There are 2 reasons why NumPy functions can outperform Pythons types:
The values inside the array are native types, not Python types. This means NumPy doesn't need to go through the abstraction layer that Python has.
NumPy functions are (mostly) written in C. That actually only matters in some cases because a lot of Python functions are also written in C, for example sum.
In your case you also do something really inefficient: You append to an array. That's one really expensive operation in the middle of a double loop. That's an obvious (and unnecessary) bottleneck right there. You would get amazing speedups just by using lists as nonzero_row and nonzero_col and only convert them to array just before you return:
def nonzero_list_based(a):
row,colum = a.shape
a = a.tolist()
nonzero_row = []
nonzero_col = []
for i in range(0,row):
for j in range(0,colum):
if a[i][j] != 0:
nonzero_row.append(i)
nonzero_col.append(j)
return (np.array(nonzero_row), np.array(nonzero_col))
The timings:
import numpy as np
def nonzero_original(a):
row,colum = a.shape
nonzero_row = np.array([],dtype=int)
nonzero_col = np.array([],dtype=int)
for i in range(0,row):
for j in range(0,colum):
if a[i,j] != 0:
nonzero_row = np.append(nonzero_row,i)
nonzero_col = np.append(nonzero_col,j)
return (nonzero_row,nonzero_col)
arr = np.random.randint(0, 10, (100, 100))
%timeit np.nonzero(arr)
# 315 µs ± 5.39 µs per loop (mean ± std. dev. of 7 runs, 1000 loops each)

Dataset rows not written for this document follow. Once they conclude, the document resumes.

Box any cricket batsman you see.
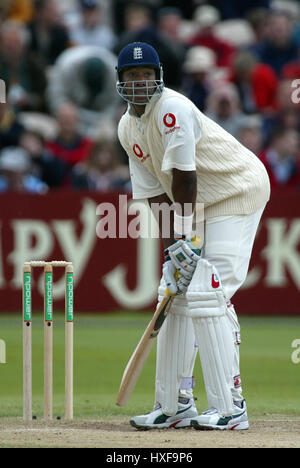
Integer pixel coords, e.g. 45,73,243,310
116,42,270,430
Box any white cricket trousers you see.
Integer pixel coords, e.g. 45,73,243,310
202,206,265,301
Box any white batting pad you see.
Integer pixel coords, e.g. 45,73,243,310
186,259,227,318
186,259,235,415
192,316,235,415
155,306,197,416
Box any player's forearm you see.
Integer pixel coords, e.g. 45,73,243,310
171,169,197,239
172,169,197,215
147,193,175,249
147,169,197,249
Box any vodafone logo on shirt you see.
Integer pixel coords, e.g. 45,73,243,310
133,144,143,158
163,113,176,128
163,113,180,135
133,144,150,163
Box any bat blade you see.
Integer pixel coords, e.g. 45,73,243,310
116,295,174,406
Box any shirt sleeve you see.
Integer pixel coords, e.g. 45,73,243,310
129,156,165,199
157,97,201,175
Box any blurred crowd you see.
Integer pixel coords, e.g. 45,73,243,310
0,0,300,193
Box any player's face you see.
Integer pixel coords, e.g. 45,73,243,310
122,67,157,104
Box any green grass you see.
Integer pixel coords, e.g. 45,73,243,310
0,313,299,419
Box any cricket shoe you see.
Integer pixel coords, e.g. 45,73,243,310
130,398,198,430
191,400,249,431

%timeit nonzero_original(arr)
# 759 ms ± 12.6 ms per loop (mean ± std. dev. of 7 runs, 1 loop each)
%timeit nonzero_list_based(arr)
# 13.1 ms ± 492 µs per loop (mean ± std. dev. of 7 runs, 100 loops each)
Even though it's 40 times slower than the NumPy operation it's still more than 60 times faster than your approach. There's an important lesson here: Avoid np.append whenever possible!
One additional point why NumPy outperforms alternative approaches is because they (mostly) use state-of-the art approaches (or they "import" them, i.e. BLAS/LAPACK/ATLAS/MKL) to solve the problems. These algorithms have been optimized for correctness and speed over years (if not decades). You shouldn't expect to find a faster or even comparable solution.